Transmission noire : Mille chemins d’humanité

Du 11 novembre au 22 décembre 2023
Vernissage : Le samedi 11 novembre 2023 de 15 h à 17 h
Transmission noire : Mille chemins d’humanité
Anna Binta Diallo, Marie-Danielle Duval, Gwladys Gambie, Délio Jasse, Mathieu Lacroix, Po B. K. Lomami, Olivier Marboeuf, Ludgi Savon, Stanley Wany, Guy Woueté, Ajamu X
Commissaire : Olivier Marboeuf
Cette exposition fait partie de la programmation de la
Af-Flux – Biennale transnationale noire, 2e édition

Texte de Olivier Marboeuf

Communauté dispersée

Une biennale transnationale noire est forcément un événement spéculatif. Car il tente d’aborder avec toutes les difficultés que cela comporte ce que pourrait être une communauté transnationale noire. Dans cette histoire, sans cesse à reconduire, les œuvres sont comme des indices, les points éloignés d’une constellation à partir desquels on tentera de tisser, provisoirement, cette communauté errante dont nous savons qu’elle est à la fois dispersée dans l’espace et le temps. Et même qu’elle a été savamment dispersée par la grande histoire de la Modernité coloniale, son art du pillage et du mensonge faussement savant, du recouvrement et de la dissimulation. Elle a été dispersée, rendue illisible, par une série d’interruptions souvent violentes, une collection de césures, de déportations de personnes et d’artefacts, d’anéantissements. Mais elle s’est aussi dispersée par elle-même pour trouver une vie bonne, survivre et se réinventer. C’est ce génie et cette ruse du vivant qui circulent en-dessous de l’histoire nécropolitique que nous souhaitons célébrer en observant comment les parcelles d’une histoire transnationale noire ont, peuvent et pourraient communiquer afin de reconstruire d’autres récits que ceux que nous impose l’ordre dominant, matériel, politique mais aussi narratif.

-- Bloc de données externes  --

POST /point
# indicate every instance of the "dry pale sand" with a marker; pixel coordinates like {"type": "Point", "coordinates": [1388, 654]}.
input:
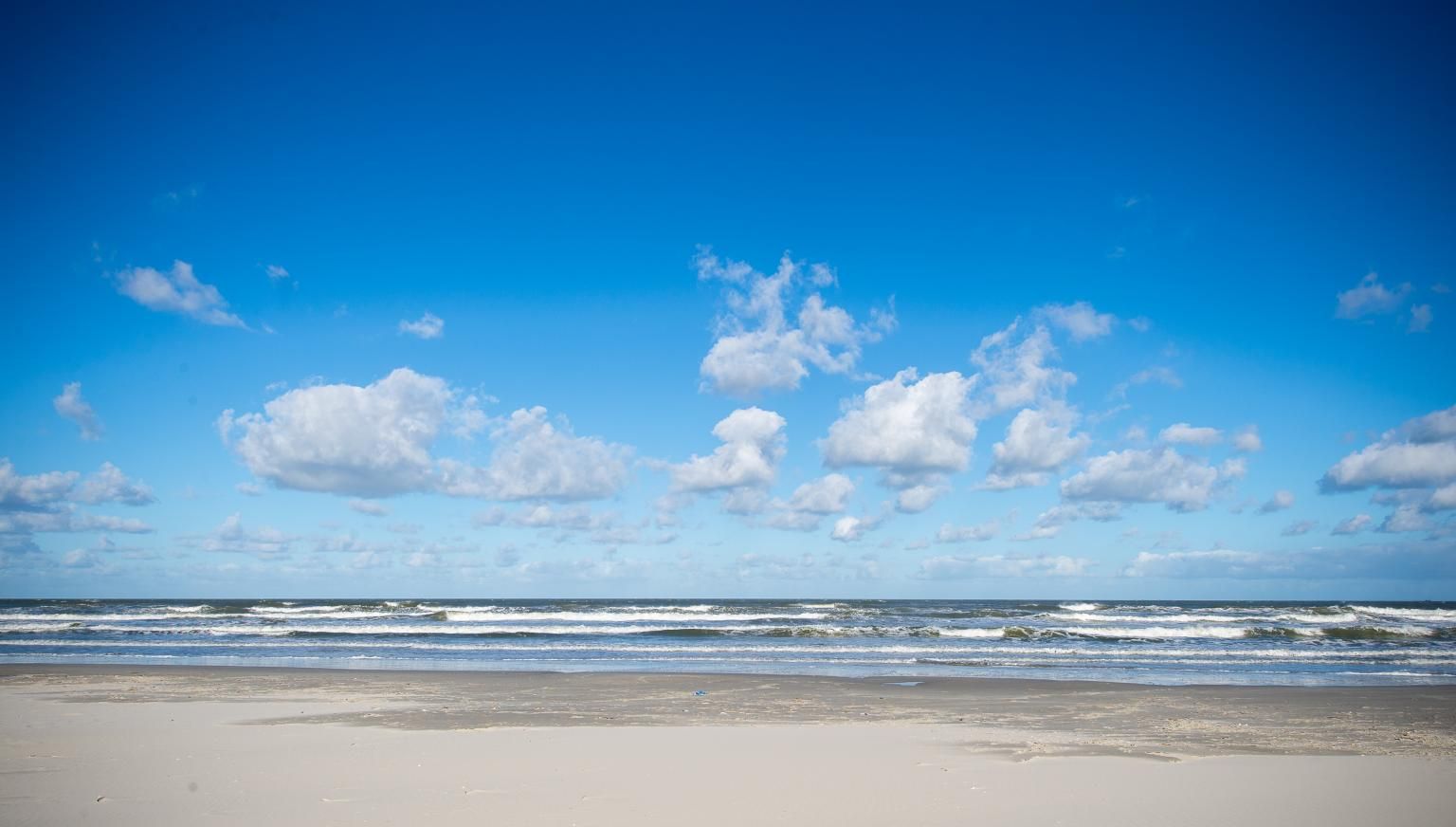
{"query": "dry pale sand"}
{"type": "Point", "coordinates": [280, 747]}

Contre-héroïsme et hantise noire : une archive noire

Nous nous garderons bien cependant de tout héroïsme noir afin d’éviter le piège éblouissant d’une contre-histoire symétrique de celle qui a déjà jeté tant d’existences dans l’ombre. Nous prendrons soin des gestes fragiles, incomplets, mais secrètement visionnaires, des voix des femmes notamment, souvent reléguées au second plan des historiographies autorisées. Seul ce soin peut construire les bases d’une réparation car ni les personnes ni les objets ne pourront retrouver leur place. Toutes et tous sont transformés et c’est d’observer ce processus de transformation vitale ainsi que toutes interrelations qu’elle suppose qui nous intéresse. Car nous ne souhaitons pas ériger de nouvelles statues et célébrer de nouveaux propriétaires, ni nous engager dans une tokénisation noire qui ne servirait qu’à alimenter un marché de l’art toxique toujours avide de nouvelles matières à consumer. C’est une autre histoire de l’art et des gestes culturelles à laquelle nous souhaitons nous associer : une histoire vivante et incertaine, une histoire des multitudes noires.

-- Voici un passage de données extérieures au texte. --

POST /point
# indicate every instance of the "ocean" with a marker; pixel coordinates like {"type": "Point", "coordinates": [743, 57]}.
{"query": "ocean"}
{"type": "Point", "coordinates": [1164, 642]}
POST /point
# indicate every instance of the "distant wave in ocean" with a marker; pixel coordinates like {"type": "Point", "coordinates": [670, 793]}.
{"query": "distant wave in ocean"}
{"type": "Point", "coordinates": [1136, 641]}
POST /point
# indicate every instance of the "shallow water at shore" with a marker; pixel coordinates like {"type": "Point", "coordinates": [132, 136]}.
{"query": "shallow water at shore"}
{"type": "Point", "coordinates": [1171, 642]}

Ce que nous avons alors choisi d’appeler la transmission noire signifie plusieurs choses. Tout d’abord, nous nommons ainsi la manière dont des signaux faibles, des arts de la résistance et des manières de faire, parviennent à circuler de génération en génération. Par quel chemin, à partir de quelles traces se construit ainsi un présent noir qui n’a rien d’une nouveauté et possède au contraire une épaisseur particulière ? Notre proposition curatoriale est ainsi penser dans le régime de l’écho, de la persistance des traces, à partir de ce qui existe chez des artistes et réapparaît plus tard chez d’autres, ce qui était déjà là chez celles et ceux qu’on a peut-être oublié et que nous choisissons d’honorer dans une perspective qui n’est pas patrimoniale mais dans un geste du vivant continué. Les signes, les voix et les matières survivent et réapparaissent car iels hantent les consciences et les corps. C’est la nature singulière de cette archive noire qui sera au cœur de nos préoccupations. Notre projet curatorial mettra en valeur des artistes de plusieurs générations, géographies, milieu social, genre et sexualité, des artistes identifiés et d’autres que l’on a parfois appelé des outsiders. Nous savons pertinemment qu’une constellation transnationale noire comporte toujours des étoiles si brillantes que personne ne veut les voir. A nous de les relier par cette autre manière de faire histoire et de faire archive sans propriétaire et sans héros.

Transmission et opacité

Au diktat occidental de la surexposition publique comme seule forme désirable de représentation, à l’empire de la transparence, de la lumière crue de la Raison qui éclairerait les mondes obscurs d’ici et d’ailleurs, la transmission noire oppose une esthétique de l’opacité et une écologie de l’ombre. Transmettre par l’énigme et par l’initiation, c’est aussi donner toute leur importance à l’ensemble des puissances du vivant, humaines et non-humaines, visibles et invisibles qui demandent une attention et un soin particuliers. A cette sensibilité pour toutes les voix du vivant s’ajoute un art de la ruse, un art de se glisser sous l’oreille de celles et ceux qui veulent tout savoir et tout accumuler. Face à la voracité de l’extractivisme culturel, la transmission noire est aussi une savante pratique du brouillage, de la saturation, d’une parole qui sert à ne pas dire, à remplir l’espace d’un bruit que seul certaines oreilles pourront décoder. Nous explorerons cette circulation particulière du sens jusque dans la surexposition extatique du corps noir qui peut tout aussi bien, en saturant la scène d’excès et de farce, dissimuler d’autres strates d’histoires souterraines. Nous porterons attention notamment aux usages de la saturation visuelle, à la chanson comme discours codé, mais aussi aux pratiques sonores et aux relations singulières que les artistes noires entretiennent avec les technologies et leur détournement.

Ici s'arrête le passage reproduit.